AeroLap is a fully featured, professional race car lap
simulator that allows you to predict the results of changes to
the set-up of your car in terms of maximum performance around a
fixed track time. Basic use is straightforward:
1 Set up the model of the car just
as you would the real car using a series of set-up pages, one
for each major module of the car. See
defining the car for
2 Choose a track or generate
one from acquired data.
3 Click Run and watch while
the simulation calculates the fastest possible theoretical lap
for the car setup and track you defined.
4 View the results
graphically, numerically or in the report, overlaying simulated
channels on data acquired from the car or on the last simulation
5 Make changes to the set-up, re-run the simulation
and compare the results, all in far less than the time it takes
the car to run a lap on the track.
On-track performance for a flying lap is calculated with over
200 different output channels available, just like the data
acquisition on the car, including some channels not possible or
very difficult to measure on a car.
Using a complex, multi-layered model with many non-linear
components, and performing hundreds of thousands of calculations
for a run AeroLap can provide more realistic and accurate
results than other methods. The results of those calculations are presented in a
way that is easy to interpret, using the same skills as for the
on-car acquisition. You can optionally leverage the ActiveX
interface to the calculation engine to access every single
property of the simulation and to automate the running of
simulations, e.g. for parameter sweeps or optimisation.
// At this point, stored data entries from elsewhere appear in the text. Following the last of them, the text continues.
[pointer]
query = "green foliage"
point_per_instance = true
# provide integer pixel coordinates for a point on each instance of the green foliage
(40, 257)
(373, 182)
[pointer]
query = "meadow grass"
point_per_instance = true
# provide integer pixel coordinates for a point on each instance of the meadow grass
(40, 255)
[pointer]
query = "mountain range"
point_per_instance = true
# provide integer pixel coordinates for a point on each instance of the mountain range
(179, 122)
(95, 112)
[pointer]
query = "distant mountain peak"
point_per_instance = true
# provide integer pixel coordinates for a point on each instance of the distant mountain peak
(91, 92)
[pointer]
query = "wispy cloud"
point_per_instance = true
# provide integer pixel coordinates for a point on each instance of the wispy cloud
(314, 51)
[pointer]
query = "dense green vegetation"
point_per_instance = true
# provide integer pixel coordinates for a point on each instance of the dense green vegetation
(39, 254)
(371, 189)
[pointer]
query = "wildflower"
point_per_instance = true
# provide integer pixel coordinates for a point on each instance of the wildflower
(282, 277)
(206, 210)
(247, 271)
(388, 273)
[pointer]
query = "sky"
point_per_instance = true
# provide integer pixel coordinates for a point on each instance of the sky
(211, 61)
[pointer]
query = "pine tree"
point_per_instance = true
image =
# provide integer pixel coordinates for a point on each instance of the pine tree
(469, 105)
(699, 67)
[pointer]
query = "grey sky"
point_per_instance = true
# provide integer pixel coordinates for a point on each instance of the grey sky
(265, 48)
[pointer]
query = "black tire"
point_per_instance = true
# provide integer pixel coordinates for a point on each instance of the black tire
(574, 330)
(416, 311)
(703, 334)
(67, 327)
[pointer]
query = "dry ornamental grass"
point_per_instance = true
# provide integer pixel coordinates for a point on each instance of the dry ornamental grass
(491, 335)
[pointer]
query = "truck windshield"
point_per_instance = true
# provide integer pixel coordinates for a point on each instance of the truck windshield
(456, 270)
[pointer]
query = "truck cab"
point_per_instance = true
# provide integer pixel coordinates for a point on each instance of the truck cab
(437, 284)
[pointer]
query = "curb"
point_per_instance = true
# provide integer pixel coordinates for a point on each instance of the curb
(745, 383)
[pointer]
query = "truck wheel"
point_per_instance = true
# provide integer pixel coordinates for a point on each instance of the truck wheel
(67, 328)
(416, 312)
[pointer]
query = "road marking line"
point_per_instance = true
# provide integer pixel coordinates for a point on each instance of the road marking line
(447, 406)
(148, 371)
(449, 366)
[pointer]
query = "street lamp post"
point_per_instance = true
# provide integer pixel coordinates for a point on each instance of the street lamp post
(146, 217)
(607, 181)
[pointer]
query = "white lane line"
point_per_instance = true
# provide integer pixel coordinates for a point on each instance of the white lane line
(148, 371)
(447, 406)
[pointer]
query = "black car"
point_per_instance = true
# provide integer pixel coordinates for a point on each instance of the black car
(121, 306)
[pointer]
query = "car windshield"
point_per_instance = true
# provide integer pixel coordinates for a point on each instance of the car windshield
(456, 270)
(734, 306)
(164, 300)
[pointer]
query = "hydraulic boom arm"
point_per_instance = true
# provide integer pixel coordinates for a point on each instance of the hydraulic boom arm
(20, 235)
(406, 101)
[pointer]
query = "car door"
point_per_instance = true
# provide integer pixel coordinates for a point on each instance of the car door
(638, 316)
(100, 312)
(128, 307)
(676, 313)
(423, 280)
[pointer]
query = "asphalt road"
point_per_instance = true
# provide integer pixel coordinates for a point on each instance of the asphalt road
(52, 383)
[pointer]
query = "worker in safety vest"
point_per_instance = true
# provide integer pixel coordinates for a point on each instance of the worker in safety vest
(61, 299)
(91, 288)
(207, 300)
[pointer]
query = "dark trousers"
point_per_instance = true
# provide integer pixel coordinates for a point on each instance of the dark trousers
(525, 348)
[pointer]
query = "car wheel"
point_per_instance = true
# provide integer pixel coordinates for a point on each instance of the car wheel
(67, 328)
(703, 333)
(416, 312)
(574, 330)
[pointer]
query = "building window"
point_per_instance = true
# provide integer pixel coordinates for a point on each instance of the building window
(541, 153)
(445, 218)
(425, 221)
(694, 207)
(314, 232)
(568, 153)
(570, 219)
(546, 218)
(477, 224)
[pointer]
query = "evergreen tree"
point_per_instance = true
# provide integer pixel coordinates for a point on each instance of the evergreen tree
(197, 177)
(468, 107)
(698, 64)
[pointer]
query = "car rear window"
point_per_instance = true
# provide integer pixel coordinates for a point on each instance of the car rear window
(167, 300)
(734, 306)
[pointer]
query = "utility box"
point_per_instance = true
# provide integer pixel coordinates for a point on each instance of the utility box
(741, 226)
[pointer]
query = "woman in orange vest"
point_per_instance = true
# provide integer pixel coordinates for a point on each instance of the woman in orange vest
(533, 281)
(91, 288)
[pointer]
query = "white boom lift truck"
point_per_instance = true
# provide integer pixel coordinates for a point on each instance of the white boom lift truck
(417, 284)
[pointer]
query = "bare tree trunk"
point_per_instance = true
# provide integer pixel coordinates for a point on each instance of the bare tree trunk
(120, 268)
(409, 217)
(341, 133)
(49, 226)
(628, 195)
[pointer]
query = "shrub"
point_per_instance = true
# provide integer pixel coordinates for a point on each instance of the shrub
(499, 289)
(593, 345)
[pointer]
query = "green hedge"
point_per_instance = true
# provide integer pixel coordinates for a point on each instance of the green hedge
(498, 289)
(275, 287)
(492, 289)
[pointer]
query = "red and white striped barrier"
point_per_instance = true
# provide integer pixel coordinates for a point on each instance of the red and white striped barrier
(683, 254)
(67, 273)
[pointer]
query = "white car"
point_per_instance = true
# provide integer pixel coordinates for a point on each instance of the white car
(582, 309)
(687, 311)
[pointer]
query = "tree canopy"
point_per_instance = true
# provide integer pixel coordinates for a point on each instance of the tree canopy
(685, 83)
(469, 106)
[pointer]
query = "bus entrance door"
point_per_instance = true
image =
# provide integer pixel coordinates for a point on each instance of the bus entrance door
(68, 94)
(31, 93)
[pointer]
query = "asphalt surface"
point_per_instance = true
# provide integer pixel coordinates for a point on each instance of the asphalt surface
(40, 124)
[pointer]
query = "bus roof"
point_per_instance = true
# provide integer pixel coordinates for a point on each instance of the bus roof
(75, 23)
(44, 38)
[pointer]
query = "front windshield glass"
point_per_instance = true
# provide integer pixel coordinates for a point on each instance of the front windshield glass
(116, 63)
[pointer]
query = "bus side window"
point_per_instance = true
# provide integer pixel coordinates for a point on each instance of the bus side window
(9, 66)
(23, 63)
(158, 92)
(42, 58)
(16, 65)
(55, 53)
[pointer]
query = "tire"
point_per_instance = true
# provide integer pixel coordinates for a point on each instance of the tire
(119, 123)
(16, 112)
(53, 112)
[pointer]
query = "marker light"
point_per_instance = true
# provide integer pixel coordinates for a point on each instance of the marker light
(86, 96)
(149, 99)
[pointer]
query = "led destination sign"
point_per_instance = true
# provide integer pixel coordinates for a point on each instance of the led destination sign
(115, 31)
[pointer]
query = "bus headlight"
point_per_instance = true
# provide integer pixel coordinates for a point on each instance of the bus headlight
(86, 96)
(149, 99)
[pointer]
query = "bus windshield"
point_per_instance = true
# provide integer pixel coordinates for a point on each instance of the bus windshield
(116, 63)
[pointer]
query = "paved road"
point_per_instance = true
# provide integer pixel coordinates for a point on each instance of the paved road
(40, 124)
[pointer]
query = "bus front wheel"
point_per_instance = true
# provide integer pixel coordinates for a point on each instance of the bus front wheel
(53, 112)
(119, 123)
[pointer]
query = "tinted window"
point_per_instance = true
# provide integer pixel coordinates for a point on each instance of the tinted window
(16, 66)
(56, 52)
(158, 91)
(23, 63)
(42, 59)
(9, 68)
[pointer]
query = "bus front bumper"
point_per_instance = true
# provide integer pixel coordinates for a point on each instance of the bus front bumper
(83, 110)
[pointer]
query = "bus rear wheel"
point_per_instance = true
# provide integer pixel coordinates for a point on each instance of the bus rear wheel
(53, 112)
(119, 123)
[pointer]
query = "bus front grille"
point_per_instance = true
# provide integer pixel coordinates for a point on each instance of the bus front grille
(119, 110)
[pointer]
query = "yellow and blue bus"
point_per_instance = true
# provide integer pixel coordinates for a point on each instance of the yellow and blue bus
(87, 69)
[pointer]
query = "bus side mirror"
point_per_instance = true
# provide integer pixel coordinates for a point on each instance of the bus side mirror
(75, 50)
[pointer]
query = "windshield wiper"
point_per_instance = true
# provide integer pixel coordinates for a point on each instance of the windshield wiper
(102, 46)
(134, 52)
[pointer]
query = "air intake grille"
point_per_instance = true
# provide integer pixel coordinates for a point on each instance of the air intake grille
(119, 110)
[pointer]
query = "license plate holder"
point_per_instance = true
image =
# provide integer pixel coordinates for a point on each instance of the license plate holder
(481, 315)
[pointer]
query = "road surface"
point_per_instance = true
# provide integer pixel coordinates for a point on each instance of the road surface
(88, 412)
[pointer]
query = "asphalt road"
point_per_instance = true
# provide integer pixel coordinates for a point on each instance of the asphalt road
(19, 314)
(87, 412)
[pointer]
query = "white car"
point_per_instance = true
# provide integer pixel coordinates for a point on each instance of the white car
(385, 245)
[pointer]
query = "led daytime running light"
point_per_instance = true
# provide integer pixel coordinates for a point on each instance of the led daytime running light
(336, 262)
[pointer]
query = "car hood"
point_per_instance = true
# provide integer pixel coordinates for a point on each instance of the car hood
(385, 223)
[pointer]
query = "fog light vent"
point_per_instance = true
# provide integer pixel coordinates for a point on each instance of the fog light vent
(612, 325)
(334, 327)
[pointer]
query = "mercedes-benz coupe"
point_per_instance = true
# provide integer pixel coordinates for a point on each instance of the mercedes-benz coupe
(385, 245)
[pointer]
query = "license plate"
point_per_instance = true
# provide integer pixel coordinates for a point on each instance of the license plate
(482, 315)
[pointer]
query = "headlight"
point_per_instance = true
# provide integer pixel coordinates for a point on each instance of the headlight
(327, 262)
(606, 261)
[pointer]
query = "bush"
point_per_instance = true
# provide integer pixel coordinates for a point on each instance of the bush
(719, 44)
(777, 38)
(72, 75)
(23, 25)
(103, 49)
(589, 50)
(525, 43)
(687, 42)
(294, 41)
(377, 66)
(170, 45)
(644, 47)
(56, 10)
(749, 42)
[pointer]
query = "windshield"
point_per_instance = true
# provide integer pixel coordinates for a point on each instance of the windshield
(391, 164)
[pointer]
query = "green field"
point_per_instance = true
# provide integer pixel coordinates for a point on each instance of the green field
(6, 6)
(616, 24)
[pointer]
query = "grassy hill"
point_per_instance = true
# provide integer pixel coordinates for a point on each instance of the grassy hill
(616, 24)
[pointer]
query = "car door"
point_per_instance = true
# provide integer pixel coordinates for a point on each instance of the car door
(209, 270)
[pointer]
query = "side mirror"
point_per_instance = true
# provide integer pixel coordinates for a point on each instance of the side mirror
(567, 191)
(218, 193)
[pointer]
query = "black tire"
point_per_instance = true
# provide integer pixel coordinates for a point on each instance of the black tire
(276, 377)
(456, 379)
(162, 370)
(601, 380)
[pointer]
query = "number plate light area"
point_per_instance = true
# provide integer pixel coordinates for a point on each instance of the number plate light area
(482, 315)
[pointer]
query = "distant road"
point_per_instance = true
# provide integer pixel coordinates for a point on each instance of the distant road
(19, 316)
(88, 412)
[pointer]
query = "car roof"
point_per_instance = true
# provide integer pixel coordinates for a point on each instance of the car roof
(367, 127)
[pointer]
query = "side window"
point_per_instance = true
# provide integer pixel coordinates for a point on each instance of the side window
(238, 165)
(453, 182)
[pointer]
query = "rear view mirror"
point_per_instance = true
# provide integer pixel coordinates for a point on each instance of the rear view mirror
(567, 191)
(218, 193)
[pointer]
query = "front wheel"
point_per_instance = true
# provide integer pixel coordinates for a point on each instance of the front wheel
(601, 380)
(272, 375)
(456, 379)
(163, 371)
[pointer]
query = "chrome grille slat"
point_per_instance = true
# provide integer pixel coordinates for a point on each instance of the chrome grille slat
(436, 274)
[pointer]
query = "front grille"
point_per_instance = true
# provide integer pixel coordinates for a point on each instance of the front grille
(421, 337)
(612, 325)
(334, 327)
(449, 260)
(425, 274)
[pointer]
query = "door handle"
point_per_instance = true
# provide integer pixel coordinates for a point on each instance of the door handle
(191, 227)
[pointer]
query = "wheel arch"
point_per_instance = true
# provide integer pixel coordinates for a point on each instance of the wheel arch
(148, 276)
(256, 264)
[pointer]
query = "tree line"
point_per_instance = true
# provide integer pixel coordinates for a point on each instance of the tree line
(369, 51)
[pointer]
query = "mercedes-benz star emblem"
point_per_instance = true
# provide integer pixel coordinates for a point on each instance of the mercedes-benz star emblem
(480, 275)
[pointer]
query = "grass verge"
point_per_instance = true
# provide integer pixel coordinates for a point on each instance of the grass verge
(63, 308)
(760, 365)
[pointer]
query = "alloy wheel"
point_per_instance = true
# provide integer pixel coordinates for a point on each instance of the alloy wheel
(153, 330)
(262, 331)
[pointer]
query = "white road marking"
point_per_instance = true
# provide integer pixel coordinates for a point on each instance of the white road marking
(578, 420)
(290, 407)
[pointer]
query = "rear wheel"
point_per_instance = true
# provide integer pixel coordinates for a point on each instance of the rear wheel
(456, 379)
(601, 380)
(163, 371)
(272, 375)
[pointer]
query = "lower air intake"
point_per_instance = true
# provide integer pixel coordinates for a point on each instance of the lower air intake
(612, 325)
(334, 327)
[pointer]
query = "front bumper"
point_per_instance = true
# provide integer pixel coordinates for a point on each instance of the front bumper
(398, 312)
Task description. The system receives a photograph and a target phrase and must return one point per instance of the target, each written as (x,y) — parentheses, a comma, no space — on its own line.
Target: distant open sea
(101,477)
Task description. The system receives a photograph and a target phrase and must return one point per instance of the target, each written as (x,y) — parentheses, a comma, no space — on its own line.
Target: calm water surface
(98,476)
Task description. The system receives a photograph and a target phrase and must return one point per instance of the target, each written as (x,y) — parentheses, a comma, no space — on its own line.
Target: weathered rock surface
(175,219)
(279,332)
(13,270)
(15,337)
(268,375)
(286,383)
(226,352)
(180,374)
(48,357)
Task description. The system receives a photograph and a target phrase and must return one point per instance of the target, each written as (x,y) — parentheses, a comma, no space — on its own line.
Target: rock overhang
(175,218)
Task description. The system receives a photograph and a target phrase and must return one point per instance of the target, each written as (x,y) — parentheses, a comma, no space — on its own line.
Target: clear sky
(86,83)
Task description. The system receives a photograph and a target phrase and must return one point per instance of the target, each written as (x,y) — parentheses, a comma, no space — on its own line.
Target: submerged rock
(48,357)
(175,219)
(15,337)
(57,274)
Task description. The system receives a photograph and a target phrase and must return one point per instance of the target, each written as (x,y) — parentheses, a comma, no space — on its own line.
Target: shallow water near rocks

The underlying calculation method is to discretise a given 3D
path into small segments. For each segment the maximum thrust is
applied to the car, according to the authority of the engine or
braking system and limited by the grip available, driver
behaviour and other forces on the car e.g. aero or gravity. A
pseudo steady state solution is found for the sprung mass
position and the solver focus moves to another segment. Segments
are solved in the most efficient order, which is often not
sequentially. When all segments have been solved the results can
be presented as a continuous time history.